# Venezuela Youth Orchestra US tour canceled



## KenOC (Mar 7, 2011)

"Venezuelan star conductor Gustavo Dudamel has confirmed media reports that his US tour with Venezuela's National Youth Orchestra has been cancelled. Dudamel said the cancellation, which came just days after President Nicolás Maduro publicly criticised him, was "heartbreaking"."

One hundred and eighty young musicians had been rehearsing for three months for the four-city US tour scheduled for September.

http://www.bbc.com/news/world-latin-america-40999462


----------



## Triplets (Sep 4, 2014)

Dudamel has to be in a tough spot. He is one of the most famous Venezuelans and The Political situation there has been volatile for years. I believe that he has tried to stay above the fray but I wasn't aware that he had finally spoken out, and he must have been under tremendous pressure to do so. It is very reminiscent of the issues that famous musicians had to confront in the 1930s.
Two famous examples would be the contrasting cases of Toscanini and Furtwangler. The former became lionized as the epitome of Anti Fascism and the latter is forever tainted by his decision to stay in Germany and attempt to preserve cultural standards while working in a country run by criminals. And then there are the generations of Artists oppressed by the former U.S.S.R.
In a totalitarian dictatorship there can be no room for Artists to be apolitical. I don't think that Venezuela is a totalitarian state yet--there seems to be a functioning opposition press, for example--but for how long? Is Dudamel's family at risk for reprisals? Let's hope not.
The biggest losers are the kids who participate in El Sistema. 
Dudamel needs to be supported. I will now buy every CD he has out there


----------



## chill782002 (Jan 12, 2017)

Venezuela is a dictatorship and it is no surprise that the Maduro government has responded in the way it has to Dudamel's criticism. 

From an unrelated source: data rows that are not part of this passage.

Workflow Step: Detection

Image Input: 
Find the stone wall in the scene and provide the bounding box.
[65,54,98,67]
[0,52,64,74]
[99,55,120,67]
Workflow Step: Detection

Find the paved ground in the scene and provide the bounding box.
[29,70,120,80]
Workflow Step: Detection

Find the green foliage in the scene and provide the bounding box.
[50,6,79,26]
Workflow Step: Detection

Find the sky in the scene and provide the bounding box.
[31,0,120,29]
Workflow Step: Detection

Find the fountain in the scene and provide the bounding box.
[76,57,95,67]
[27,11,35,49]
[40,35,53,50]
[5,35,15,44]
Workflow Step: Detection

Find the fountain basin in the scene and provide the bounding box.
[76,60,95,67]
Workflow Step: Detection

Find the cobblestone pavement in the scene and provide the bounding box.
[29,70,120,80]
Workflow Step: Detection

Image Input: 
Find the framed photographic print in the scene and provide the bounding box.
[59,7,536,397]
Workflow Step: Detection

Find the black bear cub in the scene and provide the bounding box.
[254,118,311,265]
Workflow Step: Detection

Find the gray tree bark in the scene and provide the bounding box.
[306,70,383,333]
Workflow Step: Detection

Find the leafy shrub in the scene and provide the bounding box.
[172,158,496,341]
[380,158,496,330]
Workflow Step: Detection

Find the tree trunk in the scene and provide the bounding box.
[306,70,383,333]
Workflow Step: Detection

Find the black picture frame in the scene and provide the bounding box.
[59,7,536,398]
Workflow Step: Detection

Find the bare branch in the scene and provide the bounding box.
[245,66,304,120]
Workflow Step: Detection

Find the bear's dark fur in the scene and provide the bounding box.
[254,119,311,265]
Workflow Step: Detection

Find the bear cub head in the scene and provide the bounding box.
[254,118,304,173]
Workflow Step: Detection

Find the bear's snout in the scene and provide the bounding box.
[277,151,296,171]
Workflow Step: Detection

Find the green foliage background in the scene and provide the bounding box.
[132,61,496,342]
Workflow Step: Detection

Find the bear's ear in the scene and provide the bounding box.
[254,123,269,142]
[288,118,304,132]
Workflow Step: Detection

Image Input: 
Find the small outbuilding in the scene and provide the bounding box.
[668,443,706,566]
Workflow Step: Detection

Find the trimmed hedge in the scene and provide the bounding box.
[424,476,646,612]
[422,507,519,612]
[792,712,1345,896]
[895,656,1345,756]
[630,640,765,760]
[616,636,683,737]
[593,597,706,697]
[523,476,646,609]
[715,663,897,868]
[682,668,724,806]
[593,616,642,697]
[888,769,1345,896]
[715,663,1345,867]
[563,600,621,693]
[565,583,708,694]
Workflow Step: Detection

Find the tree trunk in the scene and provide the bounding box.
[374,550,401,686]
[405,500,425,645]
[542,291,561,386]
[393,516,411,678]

While it is true that Venezuela prior to 1999 was a very unequal society and that Chavez was loved by the majority for his attempts to reduce this inequality using the nation's oil revenue, the oil price has now collapsed and the government has run up debts against future predicted oil revenue that it cannot service. In addition, Maduro only became President due to Chavez' unexpected death and is way out of his depth and unable to deal with the huge economic crisis the country is facing. This is why he has turned to repression and cracking down on criticism in a desperate attempt to stay in power. In his mind, people are either with him or against him. 

I highly respect Dudamel for having the courage to speak out when it would be so much easier to stay quiet.


----------